Pricing Philosophy. A substantial proportion of the
electricity consumed in California will come from transactions in wholesale markets. The
philosophy embodied in the restructuring experiment is that individual customer bargain
and sale should establish electricity prices. The PX and ISO wholesale markets exhibit
substantial returns to scale and economies of scope and integration that may make this
philosophy irrelevant. The PUC should explore means whereby customers can aggregate their
loads to levels that would enable them to participate in wholesale power markets where it
is in their interest to do so. In the meantime, the traditional utility obligation to
serve should be clearly understood to require utilities to purchase energy on an
aggregated basis on behalf of their customers with a high degree of diligence and with the
objective of assuring reasonably priced electricity.
Exposing consumers to spot market prices where no market exists or
where the market can be manipulated to the benefit of sellers is both inefficient and
inequitable. Customers who want access to real-time prices should have the opportunity to
obtain metering and other equipment on a voluntary basis. However, the state should not
impose metering on customers for whom metering will mean only much higher bills, primarily
small customers in warm climates.
Customers pay bills that are based on the level of customer usage.
The most effective response to high rates is to reduce usage. Pricing policy should
provide incentives to conserve and the state should fund programs to help customers
conserve.
In addition to providing opportunities for customers to aggregate
load to make electricity purchasing more effective, the PUC should provide businesses with
an array of pricing and service options that enables them to manage the electricity
portion of their cost of doing business, while assuring them the level of service
reliability that meets their respective needs.
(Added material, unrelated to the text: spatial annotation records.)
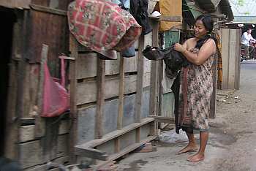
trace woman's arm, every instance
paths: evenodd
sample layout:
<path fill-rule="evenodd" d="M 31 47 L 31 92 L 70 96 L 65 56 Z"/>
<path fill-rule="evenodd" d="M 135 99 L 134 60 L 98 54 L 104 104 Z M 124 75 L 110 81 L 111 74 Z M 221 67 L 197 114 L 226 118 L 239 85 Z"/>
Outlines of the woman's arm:
<path fill-rule="evenodd" d="M 200 48 L 198 53 L 189 52 L 184 46 L 176 43 L 175 50 L 182 53 L 189 61 L 196 65 L 203 64 L 216 50 L 216 45 L 213 39 L 210 39 Z"/>

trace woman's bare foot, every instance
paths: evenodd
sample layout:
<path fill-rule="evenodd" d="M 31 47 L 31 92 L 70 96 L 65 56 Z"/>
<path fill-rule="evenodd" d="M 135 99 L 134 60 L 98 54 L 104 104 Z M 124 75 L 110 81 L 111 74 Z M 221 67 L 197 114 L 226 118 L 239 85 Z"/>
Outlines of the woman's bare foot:
<path fill-rule="evenodd" d="M 200 154 L 199 153 L 197 153 L 191 156 L 189 156 L 187 158 L 187 161 L 190 162 L 198 162 L 200 161 L 204 160 L 205 156 L 203 154 Z"/>
<path fill-rule="evenodd" d="M 195 143 L 190 143 L 185 148 L 182 148 L 178 152 L 177 154 L 185 153 L 188 152 L 195 152 L 198 150 L 197 146 Z"/>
For business customers, this may entail
calibrating price and level of service much more precisely than has been the practice
under a system of average rates. It should also include programs to evaluate and deploy
site-specific technologies, including generation, which will assist businesses in managing
their electricity usage.
High electric prices are particularly burdensome for low income and
senior customers. The PUC should investigate ways of protecting low income and senior
customers from the immediate effects of high rates and, if high rates persist, reconsider
the discounts offered under the CARE program.
Conclusions
In sum, the state has many options for addressing the current
problems in the electricity industry. We recommend the Governor, state agencies, and the
California legislature work together to assure California's consumers, businesses and
economy get the benefits of clean, safe, reliable electricity, and that the state pursue
problem-solving pragmatically and expeditiously.